James Jeffrey, the US envoy for Syria engagement, gave a talk about the future of Syria on December 17 without appearing to know anything about Trump’s plans to leave. Mattis also appears to have been stunned. Reports indicate that Trump and Kelly were also on cold terms ahead of Kelly’s leaving. This left Trump isolated, the exact opposite of his desire to delegate to his generals, and instead he made the quick decision on Syria without the war cabinet anywhere in sight.
 
Mattis drafted a resignation letter and provided it to Trump on December 20. He doesn’t specifically mention Syria, but he does mention US allies and the need for the US to sustain global influence.
 
“While the US remains the indispensable nation in the free world, we cannot protect our interests or serve that role effectively without maintaining strong alliances and showing respect to those allies,” he writes. He mentions US leadership in relation to the coalition to defeat ISIS. That coalition’s effectiveness is now in question as the US leaves Syria.
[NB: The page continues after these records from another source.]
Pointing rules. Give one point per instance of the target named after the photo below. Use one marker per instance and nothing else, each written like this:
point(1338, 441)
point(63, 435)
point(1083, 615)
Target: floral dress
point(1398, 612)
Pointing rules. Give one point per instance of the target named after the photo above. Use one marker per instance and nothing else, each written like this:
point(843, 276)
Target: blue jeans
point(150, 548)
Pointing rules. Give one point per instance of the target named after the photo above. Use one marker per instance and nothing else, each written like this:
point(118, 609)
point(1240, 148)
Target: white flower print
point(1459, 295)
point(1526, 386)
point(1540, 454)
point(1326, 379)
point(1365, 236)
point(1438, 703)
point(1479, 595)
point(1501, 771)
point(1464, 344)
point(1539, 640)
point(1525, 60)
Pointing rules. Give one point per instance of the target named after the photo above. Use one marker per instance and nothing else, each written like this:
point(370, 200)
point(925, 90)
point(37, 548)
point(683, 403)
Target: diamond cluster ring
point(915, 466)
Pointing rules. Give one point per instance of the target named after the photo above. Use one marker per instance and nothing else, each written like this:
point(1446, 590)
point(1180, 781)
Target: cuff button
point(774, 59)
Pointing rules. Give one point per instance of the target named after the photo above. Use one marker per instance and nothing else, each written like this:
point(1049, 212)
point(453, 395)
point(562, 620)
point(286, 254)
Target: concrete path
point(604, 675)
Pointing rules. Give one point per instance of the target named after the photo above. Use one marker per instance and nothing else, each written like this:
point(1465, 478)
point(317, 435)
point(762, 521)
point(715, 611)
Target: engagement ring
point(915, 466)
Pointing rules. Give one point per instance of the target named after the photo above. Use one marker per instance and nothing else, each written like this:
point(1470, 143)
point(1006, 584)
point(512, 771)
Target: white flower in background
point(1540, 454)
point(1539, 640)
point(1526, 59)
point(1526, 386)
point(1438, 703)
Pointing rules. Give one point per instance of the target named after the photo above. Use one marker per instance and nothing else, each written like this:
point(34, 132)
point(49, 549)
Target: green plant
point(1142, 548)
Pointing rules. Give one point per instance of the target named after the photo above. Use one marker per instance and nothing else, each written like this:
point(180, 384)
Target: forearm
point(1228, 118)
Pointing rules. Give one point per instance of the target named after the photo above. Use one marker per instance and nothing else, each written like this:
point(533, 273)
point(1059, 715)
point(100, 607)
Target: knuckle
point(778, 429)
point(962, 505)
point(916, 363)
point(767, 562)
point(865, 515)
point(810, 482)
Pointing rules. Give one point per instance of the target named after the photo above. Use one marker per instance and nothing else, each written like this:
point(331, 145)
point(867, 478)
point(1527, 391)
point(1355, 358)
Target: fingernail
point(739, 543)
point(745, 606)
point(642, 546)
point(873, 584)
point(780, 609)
The fight against ISIS is not over, with the US launching 200 air strikes in the second week of December.
 
TRUMP’S DECISION to leave Syria, seemingly made in haste, but actually after around one year of Trump already questioning why the US was doing the heavy lifting in Syria, comes as the generals are being eclipsed in his administration. Their desire for a clear strategy and tendency toward caution and status quo appears to be leaving with them.
 
Trump also wanted to leave Afghanistan in the first months of his administration.
 
“I want to find out why we’ve been there 17 years, how’s it going and what we should do in terms of additional ideas,” he said in July 2017, according to Woodward. Senator Lindsey Graham, who has also urged the US to stay in Syria, said the US needed to be working toward stabilization in Afghanistan as well.
 
Under the tenure of Mattis, some of the US policies in Iraq, Afghanistan and Syria could be delegated to his capable hands. With him gone, the policies will be less clear and Trump may take on more responsibility in decision making on these issues.
 
This is precisely the opposite of what Trump initially wanted to do when he delegated authority and gave generals the decision-making power. This is already reverberating around the Middle East, where adversaries will see this as an opportunity to threaten the US and US allies.